Gauntlet, hand and sword fell to the floor where the Grey Knight Space Marine kicked it away. The second reared and tossed his own halberd like a psychically guided spear, the blade easily cleaving through the crater that was now the Techmarine’s chest plate and impaling the Relictor through his primary heart.
Torqhuil roared but the suffering was drowned in a gush of bloody gruel that erupted from the Relictor Space Marine’s lips. The Grey Knight put his boot on the Techmarine’s belly and attempted to withdraw the force halberd from the twisted adamantium of Torqhuil’s ruined armour. His intention was clear, to stab him again and finish the job.

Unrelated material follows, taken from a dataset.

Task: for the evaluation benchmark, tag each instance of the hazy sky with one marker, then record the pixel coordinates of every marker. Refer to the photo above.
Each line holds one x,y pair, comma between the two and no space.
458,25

Klute was not usually given to wildly stupid and heroic gestures, but they were all he had. Standing, the inquisitor blasted bolt-rounds at the Grey Knights, working the lever action and hoping that one of his wild, furious rounds could find one of the aged, rusting rents that Torqhuil’s daemon blade had opened in the Grey Knights’ Terminator armour. Both Grey Knights took their attention off the smashed Relictor and lifting their left gauntlets sent Klute explosive bursts of their own firepower from their wrist-mounted storm bolters.
To the Space Marines, Klute was but an inconvenience, a fly to be effortlessly swatted, and he would have been if it hadn’t have been for the chromatic stream of fragmented colour and shape that passed before him and the Adeptus Astartes’ aim. Tearing the inquisitor out of harm’s way and behind an obscene Slaaneshi obelisk, Czevak’s Harlequin coat and Domino field gave them the milliseconds of uncertainty they needed to escape an explosive mauling. Further gunfire crumbled the stone of the phallic, Slaaneshi monument.